Grescas violentas dentro y fuera de los liceos y el suicidio de un estudiante víctima de bullying marcaron dolorosamente la agenda informativa de estos días.
Ni uno ni otro problema son nuevos en el país.
Hasta donde sé, la ley número 19.098 de 2013 que declaraba “de interés nacional la confección de un protocolo de prevención, detección e intervención respecto al maltrato físico, psicológico y social en los centros educativos del país” hasta ahora no lo ha dado a luz (corríjame el lector si me equivoco).
El mobbing, hostigamiento en los lugares de trabajo, no ha tenido mejor suerte. En 2020, la psicóloga Silvana Giachero, experta en el tema, consignó en Twitter que desde 10 años antes “se han presentado seis proyectos de ley de mobbing, ninguno prosperó. Nunca hubo voluntad política de sancionar ni trabajar en prevención”.

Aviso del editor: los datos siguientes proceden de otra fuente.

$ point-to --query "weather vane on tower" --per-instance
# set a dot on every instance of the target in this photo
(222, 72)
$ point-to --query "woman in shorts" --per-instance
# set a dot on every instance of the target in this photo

Bullying y mobbing son enemigos invisibles que tienen en común la instalación de dinámicas de violencia cotidiana, a extremos que pueden hacerse insoportables para sus víctimas. Forman parte de un menú de disfunciones que están naturalizadas, en un juego de relaciones de dominación que parece inherente a la convivencia humana y que deberíamos combatir frontalmente en procura de la armonía civilizatoria.

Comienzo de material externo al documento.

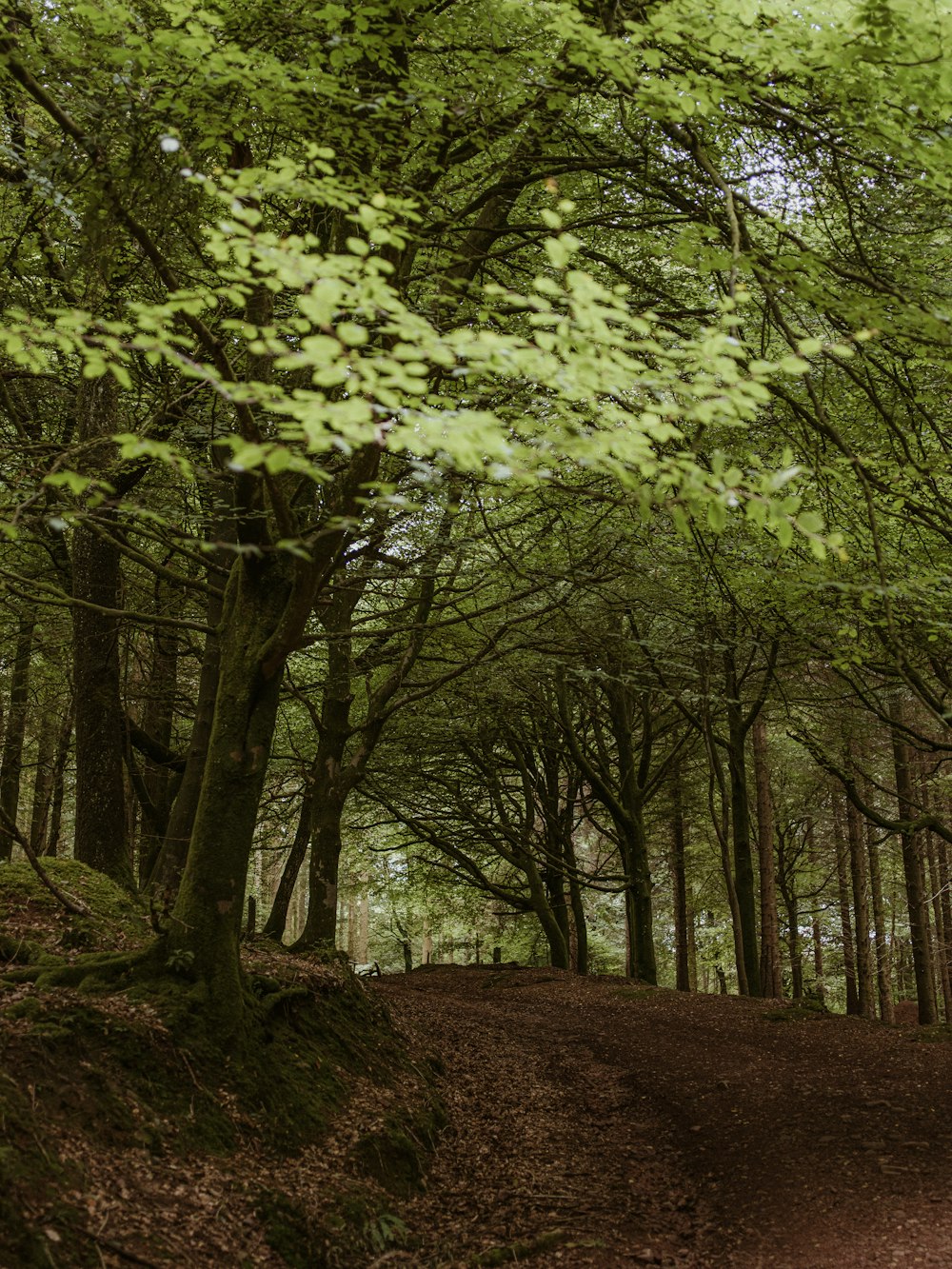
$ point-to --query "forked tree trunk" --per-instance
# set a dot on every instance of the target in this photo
(206, 921)
(741, 831)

Una de las voces más claras a este respecto ha sido la de la filósofa alemana Hanna Arendt, cuyo concepto de “banalidad del mal”, asociado a los genocidas nazis, pone el foco en la burocratización de las decisiones criminales: cuanto más se estandarizan los procesos de decisión a nivel de las cadenas de mando, menos espacio queda para la valoración ética de las acciones que se ejecutan.
Pero ese deterioro moral se agudiza con un fenómeno de comunicación que va cobrando cada vez más importancia, y es el que podríamos definir como “glamurización del mal” (la palabra no existe, pero “glamur” está castellanizado). Ya no se trata solamente de manejar la violencia despiadada como un instrumento rutinario. Lo que está pasando crecientemente es que se la convierte en deseable, en una conducta virtuosa a imitar.

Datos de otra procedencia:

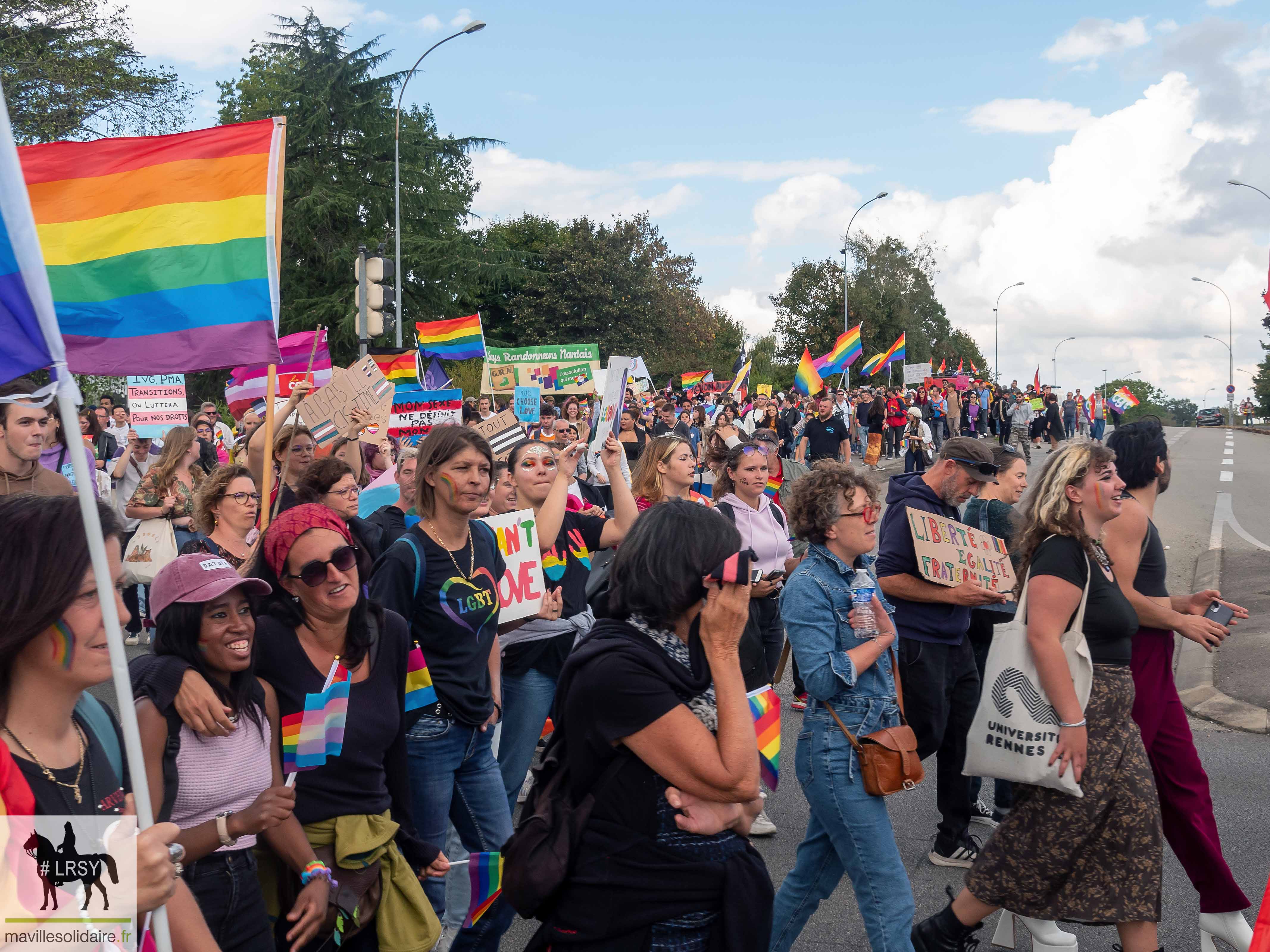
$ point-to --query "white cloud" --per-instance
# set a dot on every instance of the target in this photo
(1037, 116)
(1093, 39)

El cineasta mexicano Alejandro González Iñárritu ha declarado en una conferencia de 2019, brindada a estudiantes de cine, que “viviendo en Ciudad de México y sabiendo de la violencia que vivimos, es difícil para mí ver películas que glamurizan la violencia y hacen de ella un arte ‘cool’. Son súper estéticas y se ven impresionantes en el cine, pero no hay que abusar de la violencia gratuita. Cuando se la muestra sin la consecuencia que provoca en quien la ejerce y quien la recibe, es algo inmoral”.
No me gustan sus películas, pero coincido plenamente con su observación.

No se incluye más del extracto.